Today at least I still have my wife, my kids, my family. But if you were to
take all that away so that you would not ever feel someone’s arms around you,
never press your lips against another’s, never hold someone’s hand while you walked
together down the street, would texting them or seeing their face on your computer
screen be enough? Would we still even be able to call ourselves human if we
came to that point? From my own personal experience, I don’t think so.
I know, I can hear
some of you laughing and saying there’s no way that would ever happen. No way
it will come to that point. Really? If you’ve been alive long enough, you don’t
even have to use your imagination. When I was a kid, we never locked our doors.

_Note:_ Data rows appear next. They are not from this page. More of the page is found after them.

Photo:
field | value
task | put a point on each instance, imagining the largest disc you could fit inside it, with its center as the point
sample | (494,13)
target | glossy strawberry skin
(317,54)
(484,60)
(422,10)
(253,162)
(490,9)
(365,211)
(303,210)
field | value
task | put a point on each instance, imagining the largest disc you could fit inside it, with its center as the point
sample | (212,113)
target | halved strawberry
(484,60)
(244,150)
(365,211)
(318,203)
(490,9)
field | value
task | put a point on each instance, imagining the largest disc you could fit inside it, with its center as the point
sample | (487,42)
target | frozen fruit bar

We knew all our neighbors. Even in grade school, if I liked a girl, I got on my
bicycle and rode to her house to talk to her face to face (who am I kidding – I
was so shy - I just rode in front of her house hoping she would come out so I
could wave to her and then speed away as fast as I could pedal.) People were
friendly and courteous to one another, even strangers. Now the only way I’m
talking to a stranger is on the internet with miles and miles between us. Most
of us don’t know our neighbors or at least not many of them and wouldn’t dare
leave our doors unlocked at night. That gets worse the bigger the city. And the
cities just keep getting bigger and bigger. When there are no menial tasks left
that aren’t being done by robots, and you can do all your own work from home as
many people are already doing, who are you going to reach out to and hold when
you start feeling that lonesome feeling? Who will know you well enough to even
care? No, the future looks lonelier and
lonelier to me all the time. Maybe it’s not too late to start thinking about
where we really want to go with all our technological advances. And maybe the
real question is, for convenience sake, are we about to give up our very souls,
or at least the very essence of what it is to be human? You might want to think
about that a little before you run out and buy the next big thing that puts itself
between you and a real human being. For now anyway, do yourself a favor and put
that gadget in your hands down and reach out and actually touch someone.
I can understand your feelings, Robert, and see it getting worse every day. We have become a gadget friendly society and sometimes have trouble holding a full conversation without feeling we have to answer that ding on our phone the minute it comes through. We make it a habit here to lock them away for awhile each night and people have gotten used to not being able to reach us immediately.
ReplyDeleteThanks for sharing your thoughts and may the loneliness ease up some for you. Great post.
Thanks Robbie. Yeah, what I find a little disconcerting is that when I do go out somewhere with my wife, I see just about everybody sitting there talking on their cell phones or texting somebody and totally neglecting the person sitting right across from them. My wife and I are not slaves ot our cell phones...heck hardly anyone ever calls us anyway...but we often turn them off or leave them in the house while we're outside enjoying being outdoors.
ReplyDeleteAnd our cell phones by no stretch of the word can be described as smart.
Thanks for leaving comment. Nice to know I'm not always talking to myself.